It has been nearly three months since one of my Bible study group members and close friend went through a terrible tragedy. She lost her only daughter due to a senseless murder in which R500 was stolen. A pittance for a treasured life. It is only now as I work on this story that I am able to start the process of putting it behind me. I have realised that people are twisted and it hurts me deeply to see any harm come to a human being I can’t bring myself to accept that this was done solely for the money. I keep thinking that there must be another reason that could explain it all away and yet, there still is no sense to be made out of it, I wonder if I will ever be able to understand what went on in the perpetrator’s heads at the time.
The lonely road ahead for her parents seems inordinately tough and I wish I could make it better, yet my hands are tied…
(Dedicated to a dear friend who lost her only daughter)
Stealthily she crept down the staircase, remembering to skip tread thirteen, as it always let out a mighty groan if the slightest weight was put on it. At times she wondered whether an unsightly, evil troll had not taken up the empty space, called it home, and decorated it to his heart’s content. She imagined dark batwing curtains and furniture sculpted from the blackest stone. The groaning was his way of making it known that to step, even ever so lightly; on his house was not something to be contemplated at all. Humans, even small child-like ones, should take note of the ominous warning; it was not to be sniffed at or trifled with. You never sneezed at trolls; they were a force of nature.
Her mother said she suffered from an o-ver-ak-tif ima-gi-nay-shun, whatever that may be, she hoped that it wasn’t contagious or in the worst case scenario could kill her . The cat suddenly died from something called cat flu, but how could cats even get flu?
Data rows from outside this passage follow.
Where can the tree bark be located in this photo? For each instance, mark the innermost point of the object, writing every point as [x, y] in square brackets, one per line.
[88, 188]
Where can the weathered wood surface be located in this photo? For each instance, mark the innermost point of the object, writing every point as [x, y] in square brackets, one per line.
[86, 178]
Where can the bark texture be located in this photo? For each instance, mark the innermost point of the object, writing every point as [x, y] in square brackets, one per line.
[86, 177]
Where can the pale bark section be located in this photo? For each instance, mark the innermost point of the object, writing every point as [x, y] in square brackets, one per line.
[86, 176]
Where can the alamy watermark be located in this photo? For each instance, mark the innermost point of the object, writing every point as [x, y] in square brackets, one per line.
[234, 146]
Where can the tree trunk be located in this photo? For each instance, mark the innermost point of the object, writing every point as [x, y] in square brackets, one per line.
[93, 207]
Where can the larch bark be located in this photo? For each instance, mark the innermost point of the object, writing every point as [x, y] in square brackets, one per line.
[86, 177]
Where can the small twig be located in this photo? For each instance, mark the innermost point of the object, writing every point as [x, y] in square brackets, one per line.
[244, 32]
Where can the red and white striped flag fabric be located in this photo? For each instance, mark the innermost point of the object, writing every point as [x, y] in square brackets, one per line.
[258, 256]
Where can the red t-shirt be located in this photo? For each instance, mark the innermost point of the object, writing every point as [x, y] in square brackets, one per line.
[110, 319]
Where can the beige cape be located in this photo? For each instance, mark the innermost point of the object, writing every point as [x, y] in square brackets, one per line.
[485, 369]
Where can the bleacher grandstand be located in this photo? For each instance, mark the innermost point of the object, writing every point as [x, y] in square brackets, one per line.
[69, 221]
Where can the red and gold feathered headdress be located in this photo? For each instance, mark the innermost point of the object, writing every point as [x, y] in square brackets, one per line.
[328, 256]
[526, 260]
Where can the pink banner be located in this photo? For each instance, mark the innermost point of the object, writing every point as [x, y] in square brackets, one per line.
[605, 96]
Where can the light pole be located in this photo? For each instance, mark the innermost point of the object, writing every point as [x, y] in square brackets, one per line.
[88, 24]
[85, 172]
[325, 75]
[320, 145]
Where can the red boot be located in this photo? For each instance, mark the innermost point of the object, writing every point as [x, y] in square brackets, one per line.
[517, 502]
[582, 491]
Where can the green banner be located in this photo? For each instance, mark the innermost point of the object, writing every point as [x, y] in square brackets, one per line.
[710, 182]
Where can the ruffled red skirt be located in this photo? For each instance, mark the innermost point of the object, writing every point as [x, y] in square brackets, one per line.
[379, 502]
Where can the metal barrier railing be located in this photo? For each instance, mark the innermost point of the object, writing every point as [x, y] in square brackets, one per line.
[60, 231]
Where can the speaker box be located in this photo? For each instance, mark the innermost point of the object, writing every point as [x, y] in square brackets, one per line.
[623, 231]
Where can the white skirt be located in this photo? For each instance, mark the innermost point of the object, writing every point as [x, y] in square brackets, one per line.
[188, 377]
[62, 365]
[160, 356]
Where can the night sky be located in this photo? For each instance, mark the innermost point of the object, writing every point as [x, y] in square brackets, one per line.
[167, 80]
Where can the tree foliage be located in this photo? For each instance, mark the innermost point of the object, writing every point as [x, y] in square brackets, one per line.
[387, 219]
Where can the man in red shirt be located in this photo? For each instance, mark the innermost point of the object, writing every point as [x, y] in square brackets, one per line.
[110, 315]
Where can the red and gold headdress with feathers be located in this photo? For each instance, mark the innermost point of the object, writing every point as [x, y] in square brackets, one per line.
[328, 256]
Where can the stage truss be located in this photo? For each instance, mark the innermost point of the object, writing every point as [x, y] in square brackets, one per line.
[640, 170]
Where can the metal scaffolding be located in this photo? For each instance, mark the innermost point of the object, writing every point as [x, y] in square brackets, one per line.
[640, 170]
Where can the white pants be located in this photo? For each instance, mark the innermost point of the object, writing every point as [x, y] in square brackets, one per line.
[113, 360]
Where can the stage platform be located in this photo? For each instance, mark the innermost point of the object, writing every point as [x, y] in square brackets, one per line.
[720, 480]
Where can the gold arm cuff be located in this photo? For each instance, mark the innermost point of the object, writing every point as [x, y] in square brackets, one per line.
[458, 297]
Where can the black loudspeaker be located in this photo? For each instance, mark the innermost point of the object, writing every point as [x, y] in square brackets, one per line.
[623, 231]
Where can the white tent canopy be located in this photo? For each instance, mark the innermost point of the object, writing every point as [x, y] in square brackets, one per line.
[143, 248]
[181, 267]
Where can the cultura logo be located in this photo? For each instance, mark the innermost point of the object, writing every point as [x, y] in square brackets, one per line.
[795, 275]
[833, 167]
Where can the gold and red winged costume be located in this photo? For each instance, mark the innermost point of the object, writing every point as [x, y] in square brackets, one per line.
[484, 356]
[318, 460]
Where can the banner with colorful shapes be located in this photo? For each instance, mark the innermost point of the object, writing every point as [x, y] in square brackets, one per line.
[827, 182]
She worried that this was in the same thread as having an o-ver-ak-tif ima-gi-nay-shun. Her eight year old mind boggled at the idea. She couldn’t quite figure out precisely what adults meant by the weird things they sometimes said. She believed her communication skills to be vastly superior as she always said exactly what she meant; there could never be any doubt at all. She was an open book.
On the last tread she stopped and listened intently for any noises in the house. She heard her parents whispering urgently in the kitchen; heard her mother crying softly. Her brow furrowed at the incomprehension of the sadness that wafted towards her. It smelt peculiarly of tangy lemons and dry desert sand. She shrugged her small shoulders, unloading the heavy emotion instantaneously as only the truly young can. She would just have to move more quietly if she did not want to alert them to her presence.
Ever since Sarah could remember there had been a moratorium on even glancing at the Christmas gifts under the tree, let alone handle or ever so lightly shake one as to guess at the content within. Yet, each year Sarah stole down the staircase when no-one was looking and shook the presents to her heart’s content. At times she even sniffed them, believing that this could pinpoint the exact location of the store at which the gift had been purchased. This year, being no different from the rest, set Sarah’s feet on the path to the living room.
The tree dazzled and winked at her; the crystal ornaments dripped languidly down each branch shimmering like cast off raindrops in the early morning light. Sarah stretched her hand out to gently touch the spinning fairy, smiled and looked down at the vast array of gifts scattered beneath the pine tree. She inhaled the sharp, clean smell of pine and lavender furniture polish and sighed contentedly. The gift that caught her eye was wrapped in rose red, shiny foil with a huge emerald green, sparkly ribbon and she shivered for her name was placed in her mother’s neat handwriting on the gift tag.
Sarah ever so gently shook the parcel, gingerly smelled the corners but couldn’t come up with an inkling of an image as to the content. Her train of thought was abruptly interrupted by the sound of a chair being hastily pushed backwards across the lime yellow linoleum in the kitchen. Sarah hurriedly returned the gift to the exact location in which she had found it and sprinted up the stairs to her bedroom to the accompaniment of her mother’s nearing footsteps.
“That was close, phew”, she whispered as she gently closed her bedroom door.
It became a daily ritual, yet each day Sarah struggled to swim against the current of despair and sadness that suddenly seemed to fill the home and lurk in each shadowy corner. Day by day the atmosphere became heavier and the air harder to breathe. The other marked difference was that Sarah’s gift, in contrast to the lemony loneliness, became brighter and gaudier as each day passed. She noticed that it throbbed eerily when she held it in her hands. The rose red paper changed into the color of the blood that ran down Sarah’s knee whenever she fell on the tarmac in the back yard.
This was my writing for the day, hope to finish by tomorrow…wish me luck.